This is one company that actually cashed in on the rotten winter. Douglas Dynamics, Inc. (PLOW - Snapshot Report) saw sales jump 60.4% in the first quarter as heavy snowfall boosted demand. This Zacks #1 Rank (strong buy) is trading at just 14x forward estimates.
If you haven't figured it out from the ticker symbol (PLOW - Snapshot Report), Douglas Dynamics manufactures snow and ice control equipment, including snowplows and sand and salt spreaders, for light trucks. Its brands include WESTERN, FISHER and BLIZZARD.
The company also sells related parts and accessories.
Douglas Dynamics Beat By 80% in Q1
As someone who lived through the worst blizzard in my lifetime in the Chicago area, its not surprising that Douglas Dynamic saw record sales of parts and accessories.
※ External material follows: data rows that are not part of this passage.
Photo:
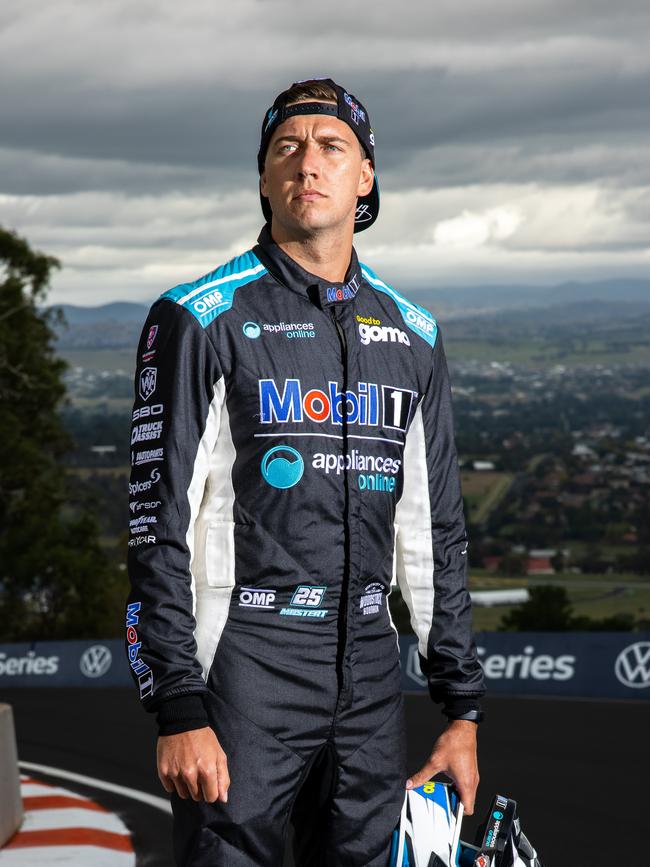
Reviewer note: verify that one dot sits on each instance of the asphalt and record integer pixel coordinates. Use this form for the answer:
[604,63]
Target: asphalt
[578,769]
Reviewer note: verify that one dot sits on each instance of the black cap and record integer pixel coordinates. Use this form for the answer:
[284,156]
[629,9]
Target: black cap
[349,110]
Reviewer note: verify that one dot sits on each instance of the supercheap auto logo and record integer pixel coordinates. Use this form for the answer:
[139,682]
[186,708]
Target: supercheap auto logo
[372,404]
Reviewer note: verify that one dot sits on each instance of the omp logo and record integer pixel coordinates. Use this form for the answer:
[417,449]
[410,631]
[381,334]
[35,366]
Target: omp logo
[419,321]
[95,661]
[250,597]
[632,665]
[382,334]
[209,302]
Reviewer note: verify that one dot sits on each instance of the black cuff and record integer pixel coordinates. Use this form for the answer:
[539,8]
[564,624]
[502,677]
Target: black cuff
[181,713]
[455,707]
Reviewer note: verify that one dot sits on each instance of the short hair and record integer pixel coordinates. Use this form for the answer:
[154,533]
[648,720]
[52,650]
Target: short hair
[311,89]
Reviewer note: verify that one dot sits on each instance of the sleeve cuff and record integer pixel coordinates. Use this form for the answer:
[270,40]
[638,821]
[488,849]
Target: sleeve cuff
[455,706]
[181,713]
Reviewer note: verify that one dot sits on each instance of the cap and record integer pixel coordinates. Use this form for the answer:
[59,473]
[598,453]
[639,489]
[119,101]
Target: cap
[348,109]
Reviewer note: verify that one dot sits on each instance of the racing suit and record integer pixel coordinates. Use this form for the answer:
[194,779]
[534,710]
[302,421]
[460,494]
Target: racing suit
[292,450]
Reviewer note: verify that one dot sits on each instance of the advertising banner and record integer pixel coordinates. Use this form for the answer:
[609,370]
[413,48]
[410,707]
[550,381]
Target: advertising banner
[580,664]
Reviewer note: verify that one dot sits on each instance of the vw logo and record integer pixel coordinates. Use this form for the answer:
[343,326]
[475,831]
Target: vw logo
[280,472]
[251,329]
[632,665]
[95,660]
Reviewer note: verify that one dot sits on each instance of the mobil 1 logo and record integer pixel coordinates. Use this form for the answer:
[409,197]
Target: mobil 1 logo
[397,406]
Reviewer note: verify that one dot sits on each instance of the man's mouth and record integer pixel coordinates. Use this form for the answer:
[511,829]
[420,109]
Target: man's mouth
[309,195]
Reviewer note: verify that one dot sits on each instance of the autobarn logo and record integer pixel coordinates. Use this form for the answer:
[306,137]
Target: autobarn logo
[632,666]
[95,661]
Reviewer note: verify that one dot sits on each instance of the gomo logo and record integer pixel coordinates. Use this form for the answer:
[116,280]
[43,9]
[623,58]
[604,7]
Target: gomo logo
[632,666]
[382,334]
[95,661]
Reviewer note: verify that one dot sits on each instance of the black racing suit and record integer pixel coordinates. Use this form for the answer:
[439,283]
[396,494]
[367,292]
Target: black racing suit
[292,450]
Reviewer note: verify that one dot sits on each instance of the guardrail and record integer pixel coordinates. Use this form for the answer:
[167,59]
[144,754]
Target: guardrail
[585,664]
[11,802]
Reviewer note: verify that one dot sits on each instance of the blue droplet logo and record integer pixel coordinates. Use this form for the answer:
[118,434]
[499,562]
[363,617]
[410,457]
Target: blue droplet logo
[251,329]
[282,472]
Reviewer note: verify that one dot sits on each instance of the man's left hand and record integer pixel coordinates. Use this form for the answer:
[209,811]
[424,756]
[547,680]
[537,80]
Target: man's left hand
[454,754]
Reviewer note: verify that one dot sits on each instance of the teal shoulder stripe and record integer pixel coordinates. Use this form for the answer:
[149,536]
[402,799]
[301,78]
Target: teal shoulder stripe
[414,315]
[213,293]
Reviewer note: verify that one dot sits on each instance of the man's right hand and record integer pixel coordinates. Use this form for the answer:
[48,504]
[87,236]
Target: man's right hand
[194,764]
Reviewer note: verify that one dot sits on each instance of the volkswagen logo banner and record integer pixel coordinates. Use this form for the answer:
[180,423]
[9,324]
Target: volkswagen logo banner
[580,664]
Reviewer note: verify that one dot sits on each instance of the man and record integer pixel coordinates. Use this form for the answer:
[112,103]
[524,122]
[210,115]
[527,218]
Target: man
[292,449]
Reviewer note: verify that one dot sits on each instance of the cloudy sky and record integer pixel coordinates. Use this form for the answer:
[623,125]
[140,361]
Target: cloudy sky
[511,136]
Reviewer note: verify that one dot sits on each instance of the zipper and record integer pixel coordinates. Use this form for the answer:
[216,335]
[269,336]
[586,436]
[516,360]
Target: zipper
[343,608]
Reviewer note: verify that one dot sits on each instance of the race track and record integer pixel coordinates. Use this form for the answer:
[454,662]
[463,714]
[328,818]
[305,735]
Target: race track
[578,769]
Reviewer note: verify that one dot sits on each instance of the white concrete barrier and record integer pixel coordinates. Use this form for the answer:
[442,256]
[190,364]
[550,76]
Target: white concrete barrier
[11,802]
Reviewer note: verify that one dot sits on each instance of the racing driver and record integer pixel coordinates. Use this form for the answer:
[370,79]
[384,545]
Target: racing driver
[292,451]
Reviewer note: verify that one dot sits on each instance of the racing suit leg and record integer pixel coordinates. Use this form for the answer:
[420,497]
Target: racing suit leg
[344,817]
[248,830]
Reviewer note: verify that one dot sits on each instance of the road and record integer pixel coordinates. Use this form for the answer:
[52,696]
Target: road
[578,769]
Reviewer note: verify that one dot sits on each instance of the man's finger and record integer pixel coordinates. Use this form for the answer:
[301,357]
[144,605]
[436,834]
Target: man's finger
[167,784]
[430,769]
[223,776]
[181,788]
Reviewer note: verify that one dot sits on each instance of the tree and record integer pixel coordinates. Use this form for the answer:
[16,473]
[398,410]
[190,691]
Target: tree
[547,610]
[55,581]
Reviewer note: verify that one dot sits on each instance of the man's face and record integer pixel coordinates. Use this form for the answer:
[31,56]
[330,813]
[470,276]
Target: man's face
[309,155]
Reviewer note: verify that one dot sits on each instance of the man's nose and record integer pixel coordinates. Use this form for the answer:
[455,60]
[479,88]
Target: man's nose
[307,159]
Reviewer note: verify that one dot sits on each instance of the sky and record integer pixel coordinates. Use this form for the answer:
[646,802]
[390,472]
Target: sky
[511,136]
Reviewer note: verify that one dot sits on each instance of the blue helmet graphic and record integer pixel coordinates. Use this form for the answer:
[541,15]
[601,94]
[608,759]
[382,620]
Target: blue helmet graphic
[281,472]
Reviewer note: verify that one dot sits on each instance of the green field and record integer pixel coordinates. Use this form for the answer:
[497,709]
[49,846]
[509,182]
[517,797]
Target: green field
[595,596]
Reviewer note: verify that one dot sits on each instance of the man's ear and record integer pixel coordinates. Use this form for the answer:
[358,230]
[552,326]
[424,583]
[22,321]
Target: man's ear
[363,180]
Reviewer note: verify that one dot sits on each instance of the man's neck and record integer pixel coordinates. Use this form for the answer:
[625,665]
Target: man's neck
[326,254]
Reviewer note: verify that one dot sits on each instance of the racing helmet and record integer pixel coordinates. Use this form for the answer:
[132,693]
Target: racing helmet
[428,833]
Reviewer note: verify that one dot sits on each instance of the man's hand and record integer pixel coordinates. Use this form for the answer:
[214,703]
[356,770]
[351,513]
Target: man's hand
[454,754]
[194,764]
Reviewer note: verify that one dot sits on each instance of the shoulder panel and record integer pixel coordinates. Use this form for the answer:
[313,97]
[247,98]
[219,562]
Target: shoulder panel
[213,293]
[414,315]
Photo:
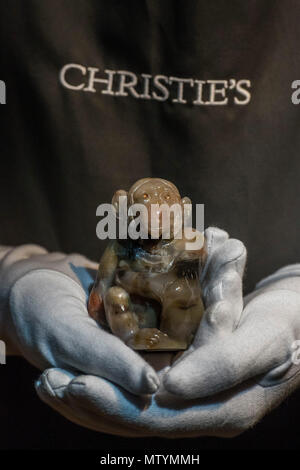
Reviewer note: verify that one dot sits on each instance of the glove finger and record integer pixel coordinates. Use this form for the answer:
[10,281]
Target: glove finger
[214,238]
[289,271]
[99,405]
[89,401]
[261,345]
[54,329]
[231,255]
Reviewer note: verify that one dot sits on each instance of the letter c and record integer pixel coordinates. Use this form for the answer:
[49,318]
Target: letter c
[62,76]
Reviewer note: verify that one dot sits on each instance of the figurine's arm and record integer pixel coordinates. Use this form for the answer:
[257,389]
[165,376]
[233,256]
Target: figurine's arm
[104,280]
[107,268]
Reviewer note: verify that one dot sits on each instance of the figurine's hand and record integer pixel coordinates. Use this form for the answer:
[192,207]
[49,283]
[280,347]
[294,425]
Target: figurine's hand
[44,318]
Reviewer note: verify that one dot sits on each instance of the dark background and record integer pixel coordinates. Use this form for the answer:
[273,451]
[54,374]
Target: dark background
[65,152]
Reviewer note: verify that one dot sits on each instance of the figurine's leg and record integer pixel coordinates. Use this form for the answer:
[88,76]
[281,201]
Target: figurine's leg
[122,321]
[182,310]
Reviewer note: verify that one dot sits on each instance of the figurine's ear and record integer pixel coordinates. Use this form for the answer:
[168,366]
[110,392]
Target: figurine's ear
[115,200]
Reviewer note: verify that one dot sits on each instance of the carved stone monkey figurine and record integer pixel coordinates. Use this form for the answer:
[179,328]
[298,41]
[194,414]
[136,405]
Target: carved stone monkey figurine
[147,291]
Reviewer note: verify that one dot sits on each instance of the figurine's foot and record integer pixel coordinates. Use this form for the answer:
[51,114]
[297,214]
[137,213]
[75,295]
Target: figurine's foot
[155,340]
[96,308]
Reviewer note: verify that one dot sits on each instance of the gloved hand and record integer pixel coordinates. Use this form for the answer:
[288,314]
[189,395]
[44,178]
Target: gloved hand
[100,405]
[43,316]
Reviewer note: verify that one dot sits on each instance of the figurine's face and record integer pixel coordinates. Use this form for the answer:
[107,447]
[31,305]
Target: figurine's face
[158,195]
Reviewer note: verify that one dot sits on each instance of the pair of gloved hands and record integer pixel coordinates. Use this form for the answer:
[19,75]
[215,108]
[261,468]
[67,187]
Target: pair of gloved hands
[240,365]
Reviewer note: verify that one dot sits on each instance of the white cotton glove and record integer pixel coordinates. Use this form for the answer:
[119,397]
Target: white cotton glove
[43,316]
[97,404]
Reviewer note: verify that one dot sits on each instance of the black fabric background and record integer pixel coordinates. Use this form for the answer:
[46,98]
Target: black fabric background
[63,152]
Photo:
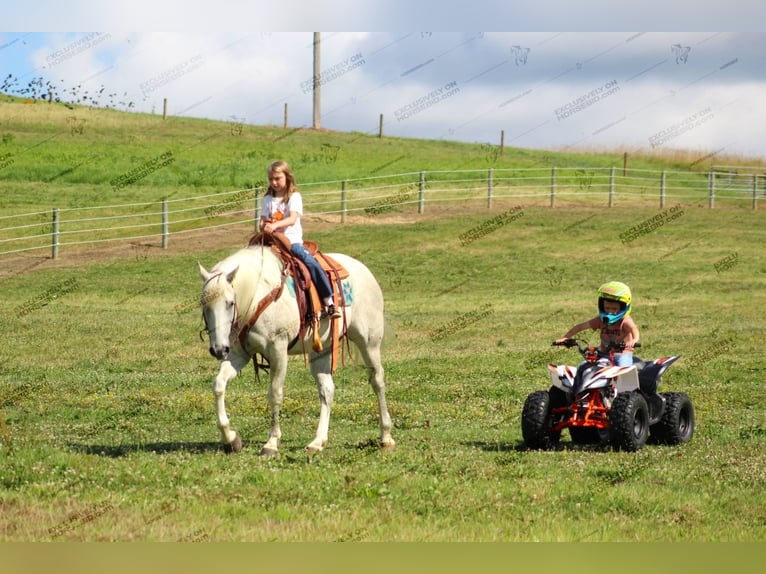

On May 9, the company reported that first quarter sales rose 60.4% to $23.5 million compared to the first quarter of 2010. Historically, the first quarter is usually the slowest of the year because customers are reluctant to purchase new equipment or make repairs late in the snow season.
They also usually wait for the pre-season incentives to buy. Douglas Dynamics usually reports a loss in the first quarter.
But in 2011, the snow season was so bad that customers had no choice but to buy new parts and make repairs.
Because of the surge in sales, the company easily beat the Zacks Consensus Estimate. Earnings per share were a loss of 4 cents compared to the Zacks Consensus of a loss of 25 cents.
Outlook for 2011
Was last winter's weather a freak occurrence? The company was being cautious about the rest of the year due to a lack of clear direction regarding the recovery and continuing tightness in the credit market.
But it does expect its performance to improve versus 2010.
Zacks Consensus Estimates Rise
The analysts seem to agree with the company- that there will be improvement in 2011.
Douglas Dynamics made 56 cents per share in 2010 but analysts expect it to make $1.08 in 2011. That is earnings growth of 93%.
1 estimate has risen for 2011 in just the last week, pushing the Zacks Consensus up by 4 cents.
Growth is expected to continue in 2012, with the Zacks Consensus rising to $1.17 from $1.15 in the last 7 days.
Douglas Dynamics has been rewarding shareholders while business improves. In December 2010 it paid a dividend of 20 cents per share.
In March 2011, the company again paid 20 cents per share, payable to shareholders on Mar 31. But it also announced a special dividend of 37 cents per share. That was also payable on Mar 31.
Currently, the dividend is yielding a very attractive 5.3%.
Douglas Dynamics Is a Value Stock
In addition to a P/E under 15, which is the traditional cut-off for a value play, Douglas Dynamics has a price-to-book ratio of 1.9, which is also under the value cut-off I use for P/B of 3.0.
The company only began trading in 2010. Shares have been moving in a narrow trading range for much of 2011. Investors will be watching for further improvement over 2010's results.